Sitting in on the session was Chris Peterson, a Ferris grad and vice president of business development at Wolverine Business Solutions of Grand Rapids. He showed me a bunch of cool samples and ideas for the latest in printing technology.

Some of that technology, which marries printing with computer power are being used by Ferris State -- including individually tailored recruitment materials.

The day's final official visit was at Ferris' Granger Center, home to the school's  construction and HVAC programs, which features clear walls (and sometimes no walls at all) to show off all of the building's operational innards.

I spoke with Thomas Crandell, director of corporate and professional development, and Douglas Zentz, associate profesor in the HVACR department, about Ferris' involvement in building technologies -- and their increasing green focus.

Ferris, in a familiar-sounding refrain, offers one of only two bachelor's degrees in HVACR in the country (the other's at Penn State). Among other offerings, it provides energy audits to West Michigan buildings, including a recent one at a Grand Rapids museum that saved the institution $750,000 a year.

Zentz said Ferris' eventual goal is to create an energy center to offer "new degrees in better building sciences." He said Michigan's building codes are woefully behind the state of the art in energy efficiency.

Finally, both men spoke of "exergy," or cradle-to-cradle energy analysis of buildings, which looks not only at energy consumption, but also where the energy involved was generated, through which technologies and at what cost to the environment -- as well as what the life span of the building is and what the energy costs are to either recycle the building or refurbish it.

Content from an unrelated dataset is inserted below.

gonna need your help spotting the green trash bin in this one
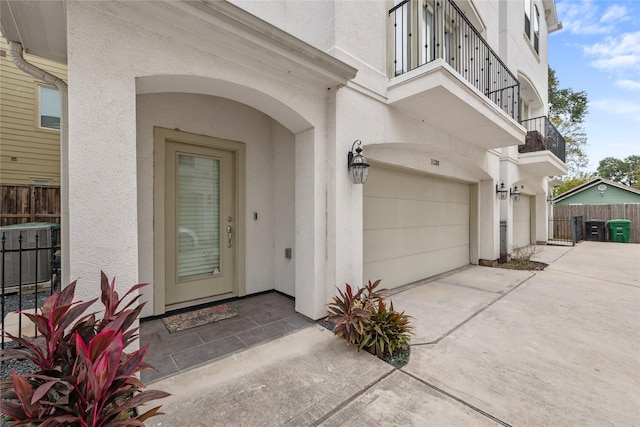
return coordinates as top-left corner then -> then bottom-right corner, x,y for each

I ended my visit at Ferris State with a delightful lunch at a downtown sandwich shop with Shelly L. Armstrong, interim vice president of university advancement and marketing, and Leah Nixon, assistant director of news services (who sacrificed half a workday to squire me around).

It's hard to overemphsize how impressive Ferris was as a hotbed of tech education, and a provider of skilled professionals for Michigan's high-tech future. Let's just leave it at this: I'll be back.

Wednesday's Tech Tour visit is at Western Michigan University in Kalamazoo. Can't wait!